En el primer accidente que me tocó cubrir no saqué la cámara por pudor y porque tampoco me aclaraba con el cadáver; en el último salí del coche gateando por el capó, hice una foto al morro y llamé a mi jefe llorando y riendo. Pocas cosas me han hecho más feliz que escribir mis propias iniciales en la página de sucesos, “de donde esperemos que no salgas” según el veredicto familiar cuando el chatarrero nos ofreció por el Ibiza 1.700 pesetas y una BH amarilla de sillín con respaldo. “Es cross”, le dije a mi padre en plan para qué queremos coche.

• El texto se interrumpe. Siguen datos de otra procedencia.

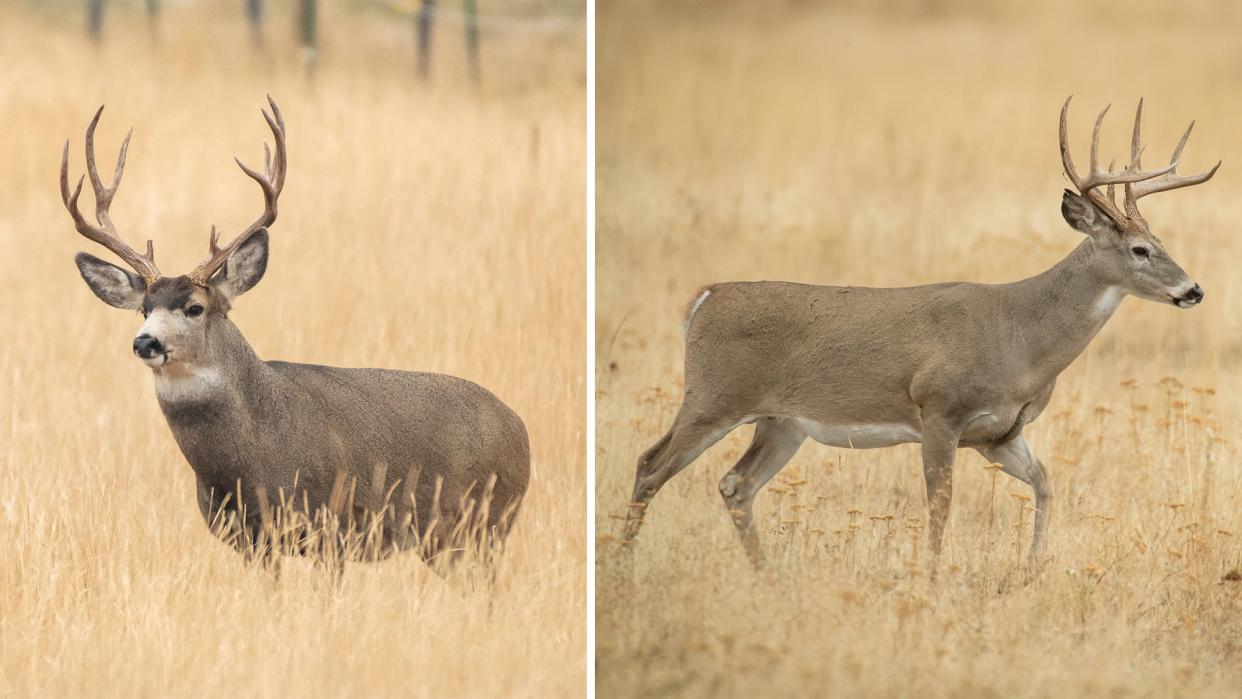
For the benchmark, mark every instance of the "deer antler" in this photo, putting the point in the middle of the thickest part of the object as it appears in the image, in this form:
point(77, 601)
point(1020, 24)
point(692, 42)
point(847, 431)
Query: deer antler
point(1138, 183)
point(271, 181)
point(1098, 178)
point(106, 232)
point(1166, 181)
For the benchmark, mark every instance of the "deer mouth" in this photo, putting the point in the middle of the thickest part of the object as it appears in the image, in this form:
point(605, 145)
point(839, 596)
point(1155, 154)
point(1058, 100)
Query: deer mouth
point(157, 360)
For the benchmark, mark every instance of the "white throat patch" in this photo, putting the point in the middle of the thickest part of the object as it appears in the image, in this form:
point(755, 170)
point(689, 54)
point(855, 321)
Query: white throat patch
point(188, 385)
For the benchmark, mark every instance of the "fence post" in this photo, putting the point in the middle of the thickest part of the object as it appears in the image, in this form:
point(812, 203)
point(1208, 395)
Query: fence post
point(422, 24)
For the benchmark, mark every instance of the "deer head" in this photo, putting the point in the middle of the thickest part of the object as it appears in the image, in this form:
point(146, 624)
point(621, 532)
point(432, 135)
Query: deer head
point(1128, 255)
point(180, 311)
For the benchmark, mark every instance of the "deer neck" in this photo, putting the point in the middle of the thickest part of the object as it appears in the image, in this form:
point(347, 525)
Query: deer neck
point(1061, 311)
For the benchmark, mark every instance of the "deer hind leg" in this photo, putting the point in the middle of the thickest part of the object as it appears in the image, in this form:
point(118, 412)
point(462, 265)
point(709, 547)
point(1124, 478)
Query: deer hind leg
point(775, 442)
point(1019, 461)
point(670, 456)
point(939, 455)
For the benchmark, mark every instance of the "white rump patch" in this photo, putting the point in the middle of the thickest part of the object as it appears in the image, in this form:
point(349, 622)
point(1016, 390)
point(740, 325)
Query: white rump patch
point(860, 436)
point(188, 385)
point(694, 306)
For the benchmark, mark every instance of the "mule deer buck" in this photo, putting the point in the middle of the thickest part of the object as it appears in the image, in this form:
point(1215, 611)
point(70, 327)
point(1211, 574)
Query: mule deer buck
point(947, 365)
point(426, 455)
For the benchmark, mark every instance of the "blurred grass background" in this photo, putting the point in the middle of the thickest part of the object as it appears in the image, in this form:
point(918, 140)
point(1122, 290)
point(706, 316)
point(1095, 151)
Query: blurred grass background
point(899, 143)
point(430, 224)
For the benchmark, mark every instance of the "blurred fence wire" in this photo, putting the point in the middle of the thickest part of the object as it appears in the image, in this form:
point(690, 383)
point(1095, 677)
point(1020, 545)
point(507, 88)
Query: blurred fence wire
point(512, 18)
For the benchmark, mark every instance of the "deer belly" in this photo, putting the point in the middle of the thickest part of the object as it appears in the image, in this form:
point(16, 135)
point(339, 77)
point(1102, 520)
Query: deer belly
point(860, 436)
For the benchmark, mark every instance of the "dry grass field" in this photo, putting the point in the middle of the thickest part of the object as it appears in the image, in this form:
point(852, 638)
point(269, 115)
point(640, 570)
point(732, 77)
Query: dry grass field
point(424, 226)
point(894, 147)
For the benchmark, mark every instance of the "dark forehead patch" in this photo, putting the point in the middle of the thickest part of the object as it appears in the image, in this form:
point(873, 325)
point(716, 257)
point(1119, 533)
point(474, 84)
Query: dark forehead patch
point(168, 292)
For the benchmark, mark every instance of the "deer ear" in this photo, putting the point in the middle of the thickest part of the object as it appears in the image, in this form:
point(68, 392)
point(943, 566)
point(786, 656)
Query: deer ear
point(244, 268)
point(1083, 216)
point(114, 286)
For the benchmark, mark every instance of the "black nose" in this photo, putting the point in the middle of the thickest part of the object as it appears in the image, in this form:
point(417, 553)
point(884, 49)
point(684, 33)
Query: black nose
point(148, 347)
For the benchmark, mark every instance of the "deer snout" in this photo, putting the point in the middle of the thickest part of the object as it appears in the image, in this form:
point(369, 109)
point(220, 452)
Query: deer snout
point(147, 347)
point(1189, 298)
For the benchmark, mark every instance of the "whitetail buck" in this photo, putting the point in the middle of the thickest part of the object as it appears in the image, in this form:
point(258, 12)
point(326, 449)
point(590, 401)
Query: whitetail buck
point(420, 457)
point(948, 365)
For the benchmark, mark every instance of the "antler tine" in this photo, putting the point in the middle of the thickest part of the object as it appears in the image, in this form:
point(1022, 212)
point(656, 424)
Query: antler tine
point(1170, 179)
point(271, 181)
point(1098, 178)
point(1094, 139)
point(106, 232)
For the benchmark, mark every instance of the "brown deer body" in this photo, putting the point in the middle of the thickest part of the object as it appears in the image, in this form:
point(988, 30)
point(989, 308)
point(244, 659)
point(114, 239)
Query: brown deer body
point(944, 365)
point(425, 461)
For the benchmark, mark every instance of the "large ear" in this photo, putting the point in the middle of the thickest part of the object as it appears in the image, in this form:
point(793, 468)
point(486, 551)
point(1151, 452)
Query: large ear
point(1083, 216)
point(114, 286)
point(244, 268)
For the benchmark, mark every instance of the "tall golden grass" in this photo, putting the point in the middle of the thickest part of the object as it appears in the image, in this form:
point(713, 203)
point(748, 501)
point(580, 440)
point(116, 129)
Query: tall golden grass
point(901, 147)
point(424, 226)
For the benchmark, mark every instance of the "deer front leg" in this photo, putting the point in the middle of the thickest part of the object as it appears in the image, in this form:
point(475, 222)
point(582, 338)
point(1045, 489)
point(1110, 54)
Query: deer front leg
point(939, 455)
point(776, 440)
point(1019, 461)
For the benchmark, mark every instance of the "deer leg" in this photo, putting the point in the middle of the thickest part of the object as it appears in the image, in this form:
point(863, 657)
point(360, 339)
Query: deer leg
point(775, 442)
point(1019, 461)
point(672, 453)
point(939, 453)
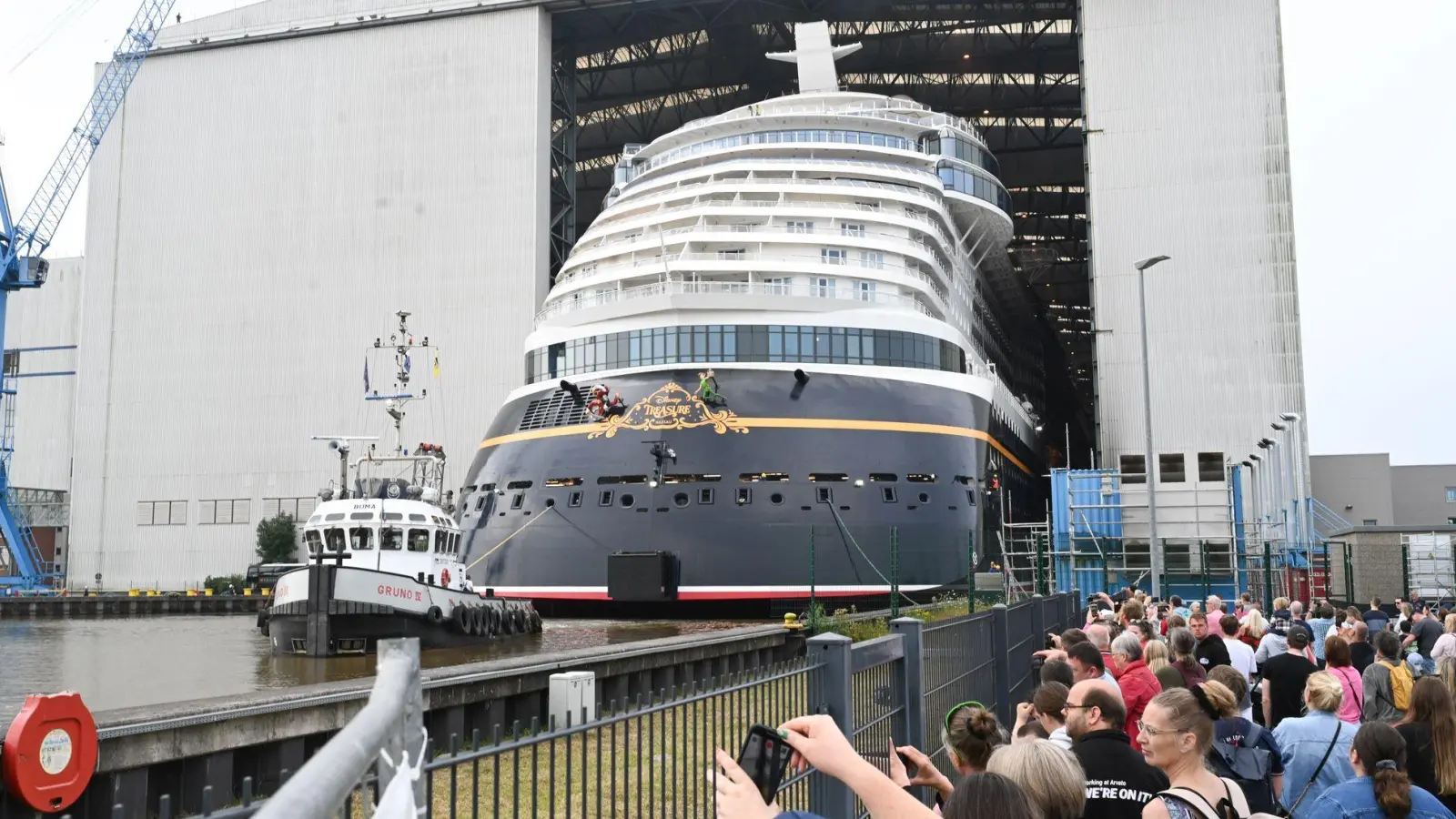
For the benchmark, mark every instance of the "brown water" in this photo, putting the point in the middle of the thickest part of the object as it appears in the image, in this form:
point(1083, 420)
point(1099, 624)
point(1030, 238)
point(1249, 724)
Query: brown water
point(123, 662)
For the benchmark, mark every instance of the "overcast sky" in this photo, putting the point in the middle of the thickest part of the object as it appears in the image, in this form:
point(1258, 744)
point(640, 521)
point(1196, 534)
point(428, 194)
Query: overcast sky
point(1369, 127)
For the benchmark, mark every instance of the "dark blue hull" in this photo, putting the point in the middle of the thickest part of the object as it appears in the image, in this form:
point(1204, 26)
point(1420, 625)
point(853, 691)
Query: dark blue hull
point(885, 479)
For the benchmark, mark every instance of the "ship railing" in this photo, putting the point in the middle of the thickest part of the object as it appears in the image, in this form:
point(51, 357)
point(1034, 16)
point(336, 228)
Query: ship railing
point(604, 298)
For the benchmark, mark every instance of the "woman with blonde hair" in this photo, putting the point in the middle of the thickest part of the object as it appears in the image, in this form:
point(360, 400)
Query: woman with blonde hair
point(1050, 775)
point(1157, 658)
point(1315, 748)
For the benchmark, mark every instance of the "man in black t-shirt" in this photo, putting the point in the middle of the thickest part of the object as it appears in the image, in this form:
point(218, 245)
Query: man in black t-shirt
point(1285, 676)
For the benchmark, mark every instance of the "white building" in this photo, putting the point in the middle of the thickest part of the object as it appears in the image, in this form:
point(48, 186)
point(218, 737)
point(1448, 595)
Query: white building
point(284, 177)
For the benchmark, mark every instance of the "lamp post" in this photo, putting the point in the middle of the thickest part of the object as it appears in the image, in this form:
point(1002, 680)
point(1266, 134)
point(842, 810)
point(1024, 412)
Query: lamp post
point(1150, 475)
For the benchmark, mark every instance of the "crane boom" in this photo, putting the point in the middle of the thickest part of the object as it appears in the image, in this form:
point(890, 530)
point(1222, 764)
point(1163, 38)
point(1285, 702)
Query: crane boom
point(22, 267)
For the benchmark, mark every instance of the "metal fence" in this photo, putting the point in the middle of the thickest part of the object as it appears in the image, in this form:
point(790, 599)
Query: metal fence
point(654, 756)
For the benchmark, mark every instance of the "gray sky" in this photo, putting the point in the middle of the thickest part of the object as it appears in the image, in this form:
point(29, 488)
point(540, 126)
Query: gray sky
point(1368, 123)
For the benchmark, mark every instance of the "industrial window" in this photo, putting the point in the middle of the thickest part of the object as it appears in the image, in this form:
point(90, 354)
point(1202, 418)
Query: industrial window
point(1171, 468)
point(1133, 468)
point(222, 511)
point(162, 513)
point(1210, 467)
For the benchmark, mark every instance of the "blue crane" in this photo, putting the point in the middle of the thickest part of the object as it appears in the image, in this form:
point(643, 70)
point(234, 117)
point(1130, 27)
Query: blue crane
point(22, 267)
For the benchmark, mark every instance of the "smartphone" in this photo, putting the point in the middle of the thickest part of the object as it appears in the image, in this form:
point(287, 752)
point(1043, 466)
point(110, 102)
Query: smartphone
point(764, 756)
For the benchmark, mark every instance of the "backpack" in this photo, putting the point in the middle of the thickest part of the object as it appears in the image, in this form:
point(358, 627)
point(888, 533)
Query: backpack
point(1401, 683)
point(1249, 767)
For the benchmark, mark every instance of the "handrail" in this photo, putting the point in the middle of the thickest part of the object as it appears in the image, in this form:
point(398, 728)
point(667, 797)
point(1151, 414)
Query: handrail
point(390, 723)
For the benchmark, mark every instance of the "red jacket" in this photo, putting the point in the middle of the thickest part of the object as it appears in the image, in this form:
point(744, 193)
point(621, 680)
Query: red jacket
point(1139, 687)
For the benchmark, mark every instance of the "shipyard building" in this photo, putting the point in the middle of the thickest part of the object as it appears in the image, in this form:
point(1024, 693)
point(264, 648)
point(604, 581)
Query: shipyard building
point(283, 178)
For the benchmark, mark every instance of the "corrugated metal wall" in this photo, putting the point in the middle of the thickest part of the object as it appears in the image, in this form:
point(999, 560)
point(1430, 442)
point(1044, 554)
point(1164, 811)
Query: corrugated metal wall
point(35, 319)
point(1188, 157)
point(257, 213)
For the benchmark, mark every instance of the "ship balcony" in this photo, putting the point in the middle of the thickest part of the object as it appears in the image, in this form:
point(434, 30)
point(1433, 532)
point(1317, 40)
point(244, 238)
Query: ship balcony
point(740, 296)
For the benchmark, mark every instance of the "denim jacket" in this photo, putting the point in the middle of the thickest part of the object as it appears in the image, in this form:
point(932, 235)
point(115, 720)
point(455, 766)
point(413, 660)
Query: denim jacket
point(1356, 800)
point(1302, 743)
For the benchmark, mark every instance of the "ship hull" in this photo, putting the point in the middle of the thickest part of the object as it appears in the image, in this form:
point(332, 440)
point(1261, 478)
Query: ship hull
point(837, 537)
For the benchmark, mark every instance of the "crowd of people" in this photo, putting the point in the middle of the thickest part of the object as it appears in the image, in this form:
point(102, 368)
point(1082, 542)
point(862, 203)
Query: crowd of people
point(1172, 710)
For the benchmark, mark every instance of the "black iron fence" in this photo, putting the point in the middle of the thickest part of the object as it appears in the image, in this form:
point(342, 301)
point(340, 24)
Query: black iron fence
point(654, 756)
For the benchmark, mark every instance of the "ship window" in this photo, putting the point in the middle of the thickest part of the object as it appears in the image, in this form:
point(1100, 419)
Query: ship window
point(361, 540)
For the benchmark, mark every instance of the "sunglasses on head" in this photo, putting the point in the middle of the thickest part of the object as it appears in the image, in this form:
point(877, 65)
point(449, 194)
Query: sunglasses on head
point(951, 713)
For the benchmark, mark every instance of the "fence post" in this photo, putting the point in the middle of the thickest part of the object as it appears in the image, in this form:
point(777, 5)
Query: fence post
point(1001, 665)
point(408, 733)
point(830, 652)
point(912, 634)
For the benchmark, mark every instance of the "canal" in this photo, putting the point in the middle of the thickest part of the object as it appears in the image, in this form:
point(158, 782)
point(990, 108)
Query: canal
point(124, 662)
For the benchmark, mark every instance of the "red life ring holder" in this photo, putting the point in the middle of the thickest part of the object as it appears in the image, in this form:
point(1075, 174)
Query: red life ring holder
point(50, 751)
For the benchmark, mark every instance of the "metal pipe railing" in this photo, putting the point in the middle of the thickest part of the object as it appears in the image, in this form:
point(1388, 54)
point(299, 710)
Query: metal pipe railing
point(390, 723)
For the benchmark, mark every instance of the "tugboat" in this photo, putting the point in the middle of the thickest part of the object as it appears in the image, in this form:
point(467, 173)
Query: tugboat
point(385, 551)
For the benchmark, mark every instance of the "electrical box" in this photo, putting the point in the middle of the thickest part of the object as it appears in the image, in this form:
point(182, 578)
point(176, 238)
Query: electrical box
point(572, 694)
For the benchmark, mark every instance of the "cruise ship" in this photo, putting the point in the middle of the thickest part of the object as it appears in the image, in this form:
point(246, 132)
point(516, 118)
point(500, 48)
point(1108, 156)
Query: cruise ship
point(779, 359)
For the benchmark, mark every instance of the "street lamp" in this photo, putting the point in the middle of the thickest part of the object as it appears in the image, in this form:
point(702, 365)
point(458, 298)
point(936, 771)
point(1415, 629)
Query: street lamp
point(1154, 548)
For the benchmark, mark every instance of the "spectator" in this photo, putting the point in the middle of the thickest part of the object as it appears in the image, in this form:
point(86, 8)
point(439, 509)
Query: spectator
point(1375, 618)
point(1446, 644)
point(989, 794)
point(1157, 658)
point(1315, 749)
point(1139, 685)
point(1241, 656)
point(1340, 665)
point(1177, 734)
point(1382, 789)
point(1183, 644)
point(1424, 632)
point(1087, 663)
point(1387, 682)
point(1057, 671)
point(1118, 780)
point(1429, 731)
point(817, 742)
point(1252, 630)
point(1285, 676)
point(1361, 653)
point(1320, 627)
point(1210, 651)
point(1259, 773)
point(1050, 775)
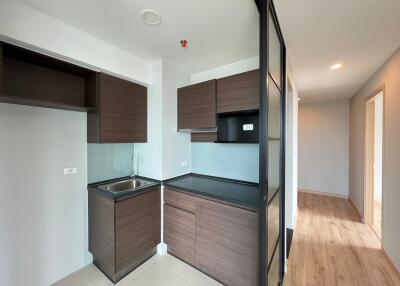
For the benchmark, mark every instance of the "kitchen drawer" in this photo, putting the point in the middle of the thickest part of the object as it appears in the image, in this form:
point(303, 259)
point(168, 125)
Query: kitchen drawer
point(273, 224)
point(179, 233)
point(180, 200)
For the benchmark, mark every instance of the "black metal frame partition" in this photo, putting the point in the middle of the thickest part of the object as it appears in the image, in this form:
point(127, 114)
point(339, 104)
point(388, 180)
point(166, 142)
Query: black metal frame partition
point(265, 8)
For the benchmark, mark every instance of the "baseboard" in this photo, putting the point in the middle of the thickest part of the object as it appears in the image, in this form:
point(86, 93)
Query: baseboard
point(392, 264)
point(358, 213)
point(323, 194)
point(289, 239)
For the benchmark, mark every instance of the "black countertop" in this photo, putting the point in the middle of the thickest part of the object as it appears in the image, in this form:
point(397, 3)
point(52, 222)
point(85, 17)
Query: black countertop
point(125, 194)
point(238, 193)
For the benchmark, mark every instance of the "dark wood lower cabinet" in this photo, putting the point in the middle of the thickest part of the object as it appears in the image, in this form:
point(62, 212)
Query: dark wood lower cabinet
point(124, 234)
point(179, 233)
point(218, 239)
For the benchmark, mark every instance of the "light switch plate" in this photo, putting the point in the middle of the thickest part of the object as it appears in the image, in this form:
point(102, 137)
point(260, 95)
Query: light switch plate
point(248, 127)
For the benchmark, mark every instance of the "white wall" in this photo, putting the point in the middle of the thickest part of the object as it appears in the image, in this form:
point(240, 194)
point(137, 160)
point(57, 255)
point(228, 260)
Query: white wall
point(291, 148)
point(387, 76)
point(43, 214)
point(148, 155)
point(21, 24)
point(176, 145)
point(324, 147)
point(226, 70)
point(378, 147)
point(167, 151)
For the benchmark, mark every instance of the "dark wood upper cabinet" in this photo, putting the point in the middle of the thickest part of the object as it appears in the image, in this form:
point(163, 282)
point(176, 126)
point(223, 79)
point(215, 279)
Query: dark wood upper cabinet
point(121, 115)
point(238, 92)
point(197, 106)
point(31, 78)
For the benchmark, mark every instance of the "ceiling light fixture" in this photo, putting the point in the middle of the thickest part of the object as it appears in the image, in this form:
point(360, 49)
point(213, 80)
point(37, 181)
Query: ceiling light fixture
point(151, 17)
point(336, 66)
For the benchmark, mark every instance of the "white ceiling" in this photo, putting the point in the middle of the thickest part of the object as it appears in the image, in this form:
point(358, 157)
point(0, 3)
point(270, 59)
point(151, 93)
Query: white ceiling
point(218, 32)
point(360, 33)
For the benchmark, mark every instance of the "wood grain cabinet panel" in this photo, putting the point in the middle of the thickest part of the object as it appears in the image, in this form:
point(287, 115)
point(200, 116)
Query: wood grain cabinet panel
point(227, 243)
point(197, 106)
point(179, 233)
point(101, 233)
point(203, 137)
point(238, 92)
point(123, 234)
point(121, 116)
point(138, 230)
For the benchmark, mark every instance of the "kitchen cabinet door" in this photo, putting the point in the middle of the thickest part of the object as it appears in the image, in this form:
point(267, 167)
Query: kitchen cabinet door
point(121, 115)
point(179, 233)
point(238, 92)
point(137, 229)
point(196, 106)
point(227, 243)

El miércoles, mientras esperaba a que el semáforo se pusiese en verde con la carretera semivacía, un anciano se echó a la aventura. Sé cómo se sintió porque lo hago a veces: se trata de resolver un problema en vivo calculando la velocidad del coche que se acerca y el tiempo del que se dispone. Como experto, lo reprobé al momento: no se daban las condiciones. Pero el hombre confió en sus fuerzas. Cuando se dio cuenta de que iba a morir, ni más ni menos, tropezó y cayó redondo. Por suerte, en la mitad de los dos carriles.
Se produjo un griterío de ocasión de gol en los semáforos. El coche frenó a su lado. Al llegar a la acera el hombre dijo airado que se encontraba bien y se abrió paso entre micrófonos como los toreros en Barajas. Yo me di la vuelta y lo seguí (siempre sigo por curiosidad a gente que no sé si ha muerto). En la esquina, a 300 metros, se dobló sobre sí mismo, se palpó las rodillas y tembló como un bebé.
Lo veo en los demás y me lo veo a mí mismo: la soberbia, la entereza fingida, a veces el ego, que no es más que una montaña de inseguridades, de fragilidades y de palparse las rodillas antes de echarse a llorar solo. Escribí sobre el accidente: el único con final feliz y el que peor cuerpo me dejó nunca. A veces los muertos son lo de menos.